Click on a speaker that interests you and on their page you'll find a small video box that allows you for free (instead of $6000 attendance fee) to see and hear their presentation. There's an enlarge button on each video, and controls to go back or speed ahead

My goal is to watch every single one, one a day. Most are only 20 minutes or less. Based on those I've watched so far you won't be disappointed in a single one.

For example Jennifer Lin

If you follow only one link from this blog in your life, let it be this one to this performance by pianist and composer Jennifer Lin. Lin, then 14, starts by playing Joseph Hoffman's "Kaleidoscope," then Robert Schumann's "Abegg Variations." She talks about the process of composition and discusses the state of flow, when she can improvise beautiful music instantly -- a state of mind that cannot be forced. Lin invites audience member Goldie Hawn to choose a random sequence of notes, from which she improvises a beautiful and surprisingly moving piece, known to draw tears even via podcast. She finishes with a lightning performance of Jack Fina's "Bumble Boogie.


For example Jeff Hawkins on the human brain.

Jeff Hawkins' Palm PDA became such a widely used productivity tool during the 1990s that some fanatical users claimed it replaced their brains. But Hawkins' deepest interest was in the brain itself. So after the success of the Palm and Treo, which he brought to market at Handspring, Hawkins delved into brain research at the Redwood Center for Theoretical Neuroscience in Berkeley, Calif., and a new company called Numenta.
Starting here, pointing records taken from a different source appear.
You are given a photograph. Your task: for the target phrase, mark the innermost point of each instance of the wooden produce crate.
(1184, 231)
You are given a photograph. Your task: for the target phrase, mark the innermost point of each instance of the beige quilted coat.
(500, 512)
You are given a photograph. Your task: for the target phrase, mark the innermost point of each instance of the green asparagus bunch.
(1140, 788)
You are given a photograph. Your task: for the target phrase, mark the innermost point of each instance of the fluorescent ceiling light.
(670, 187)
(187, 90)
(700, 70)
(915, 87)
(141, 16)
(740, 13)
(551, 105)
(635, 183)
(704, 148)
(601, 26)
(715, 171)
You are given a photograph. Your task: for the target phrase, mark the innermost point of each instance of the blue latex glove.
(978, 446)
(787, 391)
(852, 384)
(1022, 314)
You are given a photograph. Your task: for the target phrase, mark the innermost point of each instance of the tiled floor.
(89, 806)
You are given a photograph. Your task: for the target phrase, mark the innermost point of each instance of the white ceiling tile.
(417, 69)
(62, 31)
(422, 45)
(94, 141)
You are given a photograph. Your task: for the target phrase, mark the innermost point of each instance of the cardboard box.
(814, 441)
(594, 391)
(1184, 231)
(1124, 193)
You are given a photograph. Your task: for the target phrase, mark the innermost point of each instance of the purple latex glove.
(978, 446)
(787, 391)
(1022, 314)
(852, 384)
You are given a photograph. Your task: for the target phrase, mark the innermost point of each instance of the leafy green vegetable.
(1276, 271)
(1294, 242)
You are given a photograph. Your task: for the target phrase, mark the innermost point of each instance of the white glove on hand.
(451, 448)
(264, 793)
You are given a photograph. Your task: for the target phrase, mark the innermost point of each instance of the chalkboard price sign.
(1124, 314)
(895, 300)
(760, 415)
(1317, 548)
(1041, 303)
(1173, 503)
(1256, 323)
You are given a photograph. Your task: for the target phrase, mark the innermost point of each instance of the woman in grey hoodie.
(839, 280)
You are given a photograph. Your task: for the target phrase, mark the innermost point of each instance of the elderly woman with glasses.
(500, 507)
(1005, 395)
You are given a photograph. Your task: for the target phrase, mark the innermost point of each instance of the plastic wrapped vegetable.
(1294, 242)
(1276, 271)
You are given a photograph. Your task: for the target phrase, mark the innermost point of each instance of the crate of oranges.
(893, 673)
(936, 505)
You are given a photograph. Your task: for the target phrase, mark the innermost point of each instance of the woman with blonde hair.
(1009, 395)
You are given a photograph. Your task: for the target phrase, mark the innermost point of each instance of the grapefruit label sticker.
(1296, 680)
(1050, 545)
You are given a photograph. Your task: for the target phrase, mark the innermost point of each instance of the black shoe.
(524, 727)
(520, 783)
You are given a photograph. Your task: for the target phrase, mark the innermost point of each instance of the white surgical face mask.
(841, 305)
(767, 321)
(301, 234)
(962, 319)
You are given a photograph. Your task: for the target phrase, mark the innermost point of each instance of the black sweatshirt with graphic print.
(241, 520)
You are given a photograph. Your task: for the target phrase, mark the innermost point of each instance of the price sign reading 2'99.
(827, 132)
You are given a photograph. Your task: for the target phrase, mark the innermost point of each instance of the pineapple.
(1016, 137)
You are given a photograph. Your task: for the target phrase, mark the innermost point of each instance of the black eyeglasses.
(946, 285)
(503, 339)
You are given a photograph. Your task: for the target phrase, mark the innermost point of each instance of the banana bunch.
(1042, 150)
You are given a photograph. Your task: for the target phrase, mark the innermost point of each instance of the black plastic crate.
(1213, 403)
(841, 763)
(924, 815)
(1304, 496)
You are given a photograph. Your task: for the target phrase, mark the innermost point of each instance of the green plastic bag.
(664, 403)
Hawkins' dual goal is to achieve an understanding of how the human brain actually works -- and then develop software to mimic its functionality, delivering true artificial intelligence. In his book On Intelligence (2004) he lays out his compelling, controversial theory: Contrary to popular AI wisdom, the human neocortex doesn't work like a processor; rather, it relies on a memory system that stores and plays back experiences to help us predict, intelligently, what will happen next. He thinks that "hierarchical temporal memory" computer platforms, which mimic this functionality (and which Numenta might pioneer), could enable groundbreaking new applications that could powerfully extend human intelligence.

Or try this dance group

Pilobolus dance company members Otis Cook and Jennifer Macavinta perform the sensuous duet "Symbiosis." Does it trace the birth of a human relationship, or the co-evolution of a pair of symbiotic species? That's left for you to decide. Gorgeous, organic choreography blurs the boundaries between the two performers, who use the body's own geometry to lift, move and combine. The music, recorded by the Kronos Quartet on Nonesuch Records, is a compilation of works: "God Music" from Black Angels by George Crumb, "Fratres" by Arvo Pärt, and "Morango ... Almost a Tango" by Thomas Oboe Lee.
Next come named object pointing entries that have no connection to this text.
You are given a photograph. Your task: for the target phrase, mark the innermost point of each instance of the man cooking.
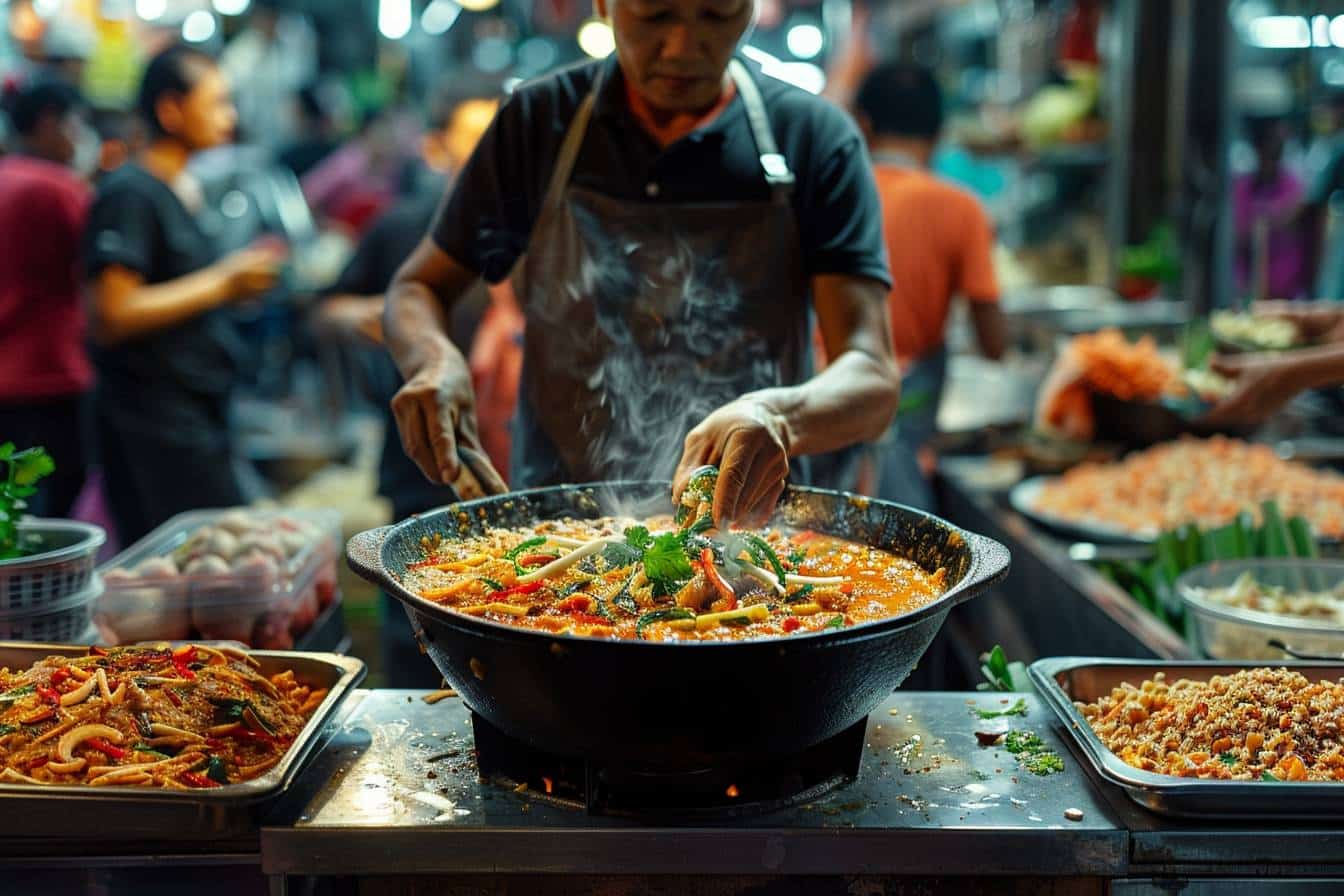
(671, 220)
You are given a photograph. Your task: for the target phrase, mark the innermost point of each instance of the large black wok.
(679, 704)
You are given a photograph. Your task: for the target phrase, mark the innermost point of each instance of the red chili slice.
(192, 779)
(577, 603)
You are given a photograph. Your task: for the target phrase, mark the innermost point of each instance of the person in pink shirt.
(45, 368)
(1266, 204)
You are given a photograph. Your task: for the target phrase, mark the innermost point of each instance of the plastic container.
(65, 622)
(49, 579)
(1223, 632)
(262, 587)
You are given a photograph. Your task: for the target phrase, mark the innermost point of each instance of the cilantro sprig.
(23, 470)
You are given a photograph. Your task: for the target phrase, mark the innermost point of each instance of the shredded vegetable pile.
(1206, 482)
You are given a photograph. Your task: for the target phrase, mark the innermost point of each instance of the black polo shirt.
(489, 214)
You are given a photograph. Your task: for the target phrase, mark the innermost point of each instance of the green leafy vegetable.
(514, 554)
(1043, 763)
(1032, 754)
(1001, 675)
(18, 693)
(667, 614)
(639, 538)
(1019, 742)
(764, 555)
(665, 564)
(1016, 709)
(19, 484)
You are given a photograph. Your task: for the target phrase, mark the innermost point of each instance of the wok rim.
(977, 578)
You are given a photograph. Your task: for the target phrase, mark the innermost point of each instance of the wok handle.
(364, 555)
(991, 567)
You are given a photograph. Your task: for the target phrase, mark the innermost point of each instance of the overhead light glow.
(1336, 31)
(492, 54)
(805, 40)
(394, 18)
(151, 10)
(231, 7)
(538, 54)
(596, 39)
(1280, 32)
(800, 74)
(198, 27)
(438, 16)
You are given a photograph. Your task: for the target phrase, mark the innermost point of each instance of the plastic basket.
(66, 622)
(43, 580)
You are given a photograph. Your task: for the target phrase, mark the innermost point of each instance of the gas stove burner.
(739, 789)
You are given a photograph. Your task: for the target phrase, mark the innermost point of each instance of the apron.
(645, 317)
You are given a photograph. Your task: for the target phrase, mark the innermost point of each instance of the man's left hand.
(1264, 384)
(749, 442)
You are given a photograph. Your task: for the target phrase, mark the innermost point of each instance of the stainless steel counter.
(401, 795)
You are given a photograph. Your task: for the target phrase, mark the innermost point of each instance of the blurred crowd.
(159, 255)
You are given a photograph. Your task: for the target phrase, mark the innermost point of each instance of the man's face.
(674, 53)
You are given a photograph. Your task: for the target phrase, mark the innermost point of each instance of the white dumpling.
(208, 564)
(157, 567)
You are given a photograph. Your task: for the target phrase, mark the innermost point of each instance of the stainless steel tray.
(114, 813)
(1063, 680)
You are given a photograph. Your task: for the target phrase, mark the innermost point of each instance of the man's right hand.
(252, 272)
(436, 413)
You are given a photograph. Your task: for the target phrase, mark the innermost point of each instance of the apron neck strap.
(570, 148)
(772, 161)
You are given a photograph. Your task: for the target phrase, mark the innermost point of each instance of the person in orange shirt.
(940, 241)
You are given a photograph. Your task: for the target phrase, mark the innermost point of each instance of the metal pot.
(679, 704)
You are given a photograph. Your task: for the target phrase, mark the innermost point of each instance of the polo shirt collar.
(612, 104)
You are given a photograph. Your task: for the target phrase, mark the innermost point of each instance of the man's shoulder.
(554, 94)
(793, 108)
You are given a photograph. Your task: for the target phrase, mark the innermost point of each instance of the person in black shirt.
(672, 220)
(164, 349)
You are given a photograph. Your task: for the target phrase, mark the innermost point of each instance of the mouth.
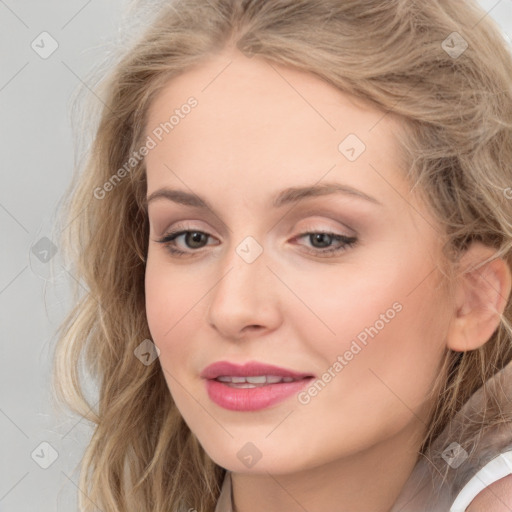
(255, 381)
(253, 386)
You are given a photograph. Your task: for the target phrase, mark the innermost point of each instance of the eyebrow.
(286, 196)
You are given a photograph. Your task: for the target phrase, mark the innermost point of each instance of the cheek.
(382, 336)
(173, 301)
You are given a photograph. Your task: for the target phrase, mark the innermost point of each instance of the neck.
(369, 480)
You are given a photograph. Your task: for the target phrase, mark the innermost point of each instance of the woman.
(294, 224)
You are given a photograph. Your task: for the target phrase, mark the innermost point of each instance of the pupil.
(195, 237)
(320, 237)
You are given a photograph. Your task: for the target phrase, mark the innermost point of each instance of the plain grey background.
(37, 158)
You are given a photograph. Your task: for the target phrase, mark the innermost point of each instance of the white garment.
(493, 471)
Or this provocative Brazilian artist talking about and illustrating creativity (takes a couple of minutes to get to it, but it's unique and somewhat humorous)

Artist Vik Muniz delights in subverting the expected. He creates images from wire, thread, sugar, chocolate, even dust and clouds that simultaneously comment on art and are art. In a charming talk, he describes how growing up in Brazil turned him into a trickster, and shows lots of his work -- gorgeous photographs and constructions filled with mischievous spirit.
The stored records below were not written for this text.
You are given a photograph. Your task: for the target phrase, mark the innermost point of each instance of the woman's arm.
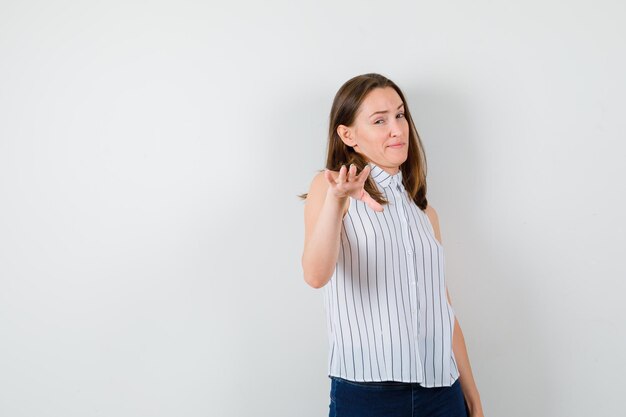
(325, 206)
(468, 385)
(323, 213)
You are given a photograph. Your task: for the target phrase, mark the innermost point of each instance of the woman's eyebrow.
(385, 111)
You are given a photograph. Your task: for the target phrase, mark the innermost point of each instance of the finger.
(373, 204)
(364, 174)
(341, 178)
(329, 177)
(352, 173)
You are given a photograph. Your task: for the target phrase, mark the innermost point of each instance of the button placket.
(409, 251)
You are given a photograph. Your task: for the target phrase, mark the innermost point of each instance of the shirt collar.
(383, 178)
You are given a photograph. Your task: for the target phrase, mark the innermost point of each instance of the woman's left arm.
(466, 378)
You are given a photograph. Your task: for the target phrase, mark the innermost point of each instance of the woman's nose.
(395, 127)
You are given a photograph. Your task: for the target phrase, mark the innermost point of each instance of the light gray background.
(150, 234)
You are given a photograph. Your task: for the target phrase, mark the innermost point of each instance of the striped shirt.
(388, 317)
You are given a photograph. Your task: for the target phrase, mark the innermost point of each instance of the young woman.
(373, 242)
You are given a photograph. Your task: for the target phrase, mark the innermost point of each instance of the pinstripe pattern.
(387, 312)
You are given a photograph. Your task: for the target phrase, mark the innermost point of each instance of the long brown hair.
(343, 112)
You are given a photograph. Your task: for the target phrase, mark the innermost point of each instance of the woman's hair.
(343, 112)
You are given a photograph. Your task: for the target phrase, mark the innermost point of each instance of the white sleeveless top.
(388, 316)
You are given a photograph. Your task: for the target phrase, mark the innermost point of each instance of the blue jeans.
(394, 399)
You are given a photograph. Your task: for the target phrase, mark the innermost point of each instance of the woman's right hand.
(346, 183)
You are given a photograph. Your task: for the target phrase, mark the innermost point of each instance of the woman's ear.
(347, 136)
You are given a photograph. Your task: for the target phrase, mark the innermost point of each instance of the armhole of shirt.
(345, 213)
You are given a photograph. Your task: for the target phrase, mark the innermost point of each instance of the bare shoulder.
(434, 221)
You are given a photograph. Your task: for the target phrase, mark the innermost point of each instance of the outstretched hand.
(346, 183)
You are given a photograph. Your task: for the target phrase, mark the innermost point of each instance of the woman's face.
(380, 131)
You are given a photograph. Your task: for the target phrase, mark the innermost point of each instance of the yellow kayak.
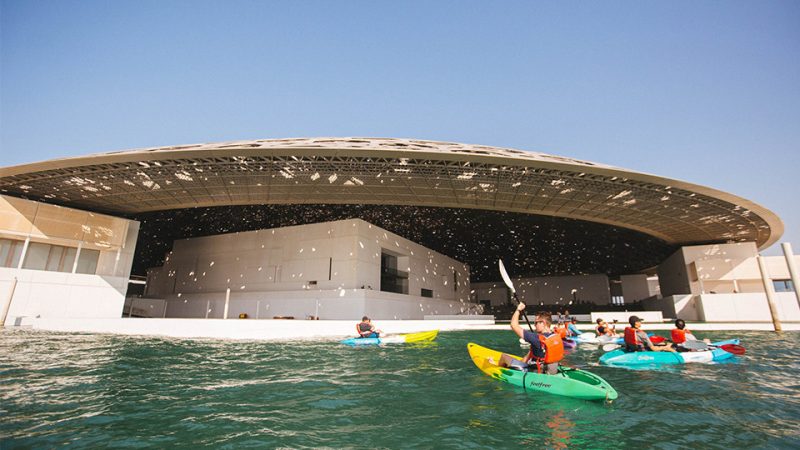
(422, 336)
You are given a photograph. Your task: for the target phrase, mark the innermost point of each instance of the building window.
(783, 285)
(10, 251)
(57, 258)
(87, 261)
(392, 280)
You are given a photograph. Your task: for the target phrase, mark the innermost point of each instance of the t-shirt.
(644, 339)
(536, 344)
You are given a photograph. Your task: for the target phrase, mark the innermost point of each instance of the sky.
(701, 91)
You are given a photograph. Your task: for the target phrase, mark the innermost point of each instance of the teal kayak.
(567, 382)
(620, 357)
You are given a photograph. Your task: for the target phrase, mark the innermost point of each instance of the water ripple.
(88, 391)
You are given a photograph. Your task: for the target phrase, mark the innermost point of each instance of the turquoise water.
(86, 391)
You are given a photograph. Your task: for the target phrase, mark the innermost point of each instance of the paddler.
(366, 329)
(681, 334)
(636, 340)
(547, 349)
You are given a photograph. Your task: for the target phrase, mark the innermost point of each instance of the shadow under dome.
(530, 245)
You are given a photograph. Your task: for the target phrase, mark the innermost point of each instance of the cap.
(633, 319)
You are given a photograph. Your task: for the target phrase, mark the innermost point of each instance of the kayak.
(423, 336)
(621, 358)
(588, 338)
(567, 382)
(568, 343)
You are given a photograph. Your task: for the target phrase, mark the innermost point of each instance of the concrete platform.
(318, 330)
(267, 330)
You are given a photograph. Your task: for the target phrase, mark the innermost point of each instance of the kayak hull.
(423, 336)
(620, 358)
(574, 383)
(587, 338)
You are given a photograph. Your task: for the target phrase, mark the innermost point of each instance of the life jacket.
(679, 336)
(553, 348)
(364, 329)
(632, 343)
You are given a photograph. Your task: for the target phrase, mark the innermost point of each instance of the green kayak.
(568, 382)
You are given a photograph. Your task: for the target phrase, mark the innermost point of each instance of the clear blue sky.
(703, 91)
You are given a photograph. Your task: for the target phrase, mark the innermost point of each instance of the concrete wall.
(330, 270)
(749, 307)
(635, 288)
(495, 292)
(722, 283)
(51, 294)
(558, 290)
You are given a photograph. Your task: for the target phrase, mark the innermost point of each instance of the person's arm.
(515, 321)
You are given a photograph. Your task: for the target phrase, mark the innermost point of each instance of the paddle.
(700, 345)
(510, 285)
(653, 339)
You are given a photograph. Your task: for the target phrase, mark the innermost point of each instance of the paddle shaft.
(510, 285)
(525, 316)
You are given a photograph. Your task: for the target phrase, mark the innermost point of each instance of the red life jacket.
(679, 336)
(630, 336)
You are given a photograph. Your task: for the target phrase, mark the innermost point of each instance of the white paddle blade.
(609, 347)
(506, 278)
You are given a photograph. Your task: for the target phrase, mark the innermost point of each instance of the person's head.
(541, 323)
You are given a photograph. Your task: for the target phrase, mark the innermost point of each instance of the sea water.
(89, 391)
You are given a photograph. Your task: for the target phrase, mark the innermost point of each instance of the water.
(85, 391)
Or Sir Martin Rees on "Earth in its final century?"

In a taut soliloquy that takes us from the origins of the universe to the last days of a dying sun 6 billion years later, renowned cosmologist Sir Martin Rees explains why the 21st century is a pivotal moment in the history of humanity: the first time in history when we can materially change ourselves and our planet. Stunning imagery of cosmological wonders show us the universe as we know it now. Speaking as "a concerned member of the human race," Rees harkens to the wisdom of Einstein, calling for scientists to act as moral compasses, confronting the coming developments and ensuring our role in "the immense future."

Remember, all of these can be stopped, restarted or even allow you to replay a piece you might have missed or misunderstood.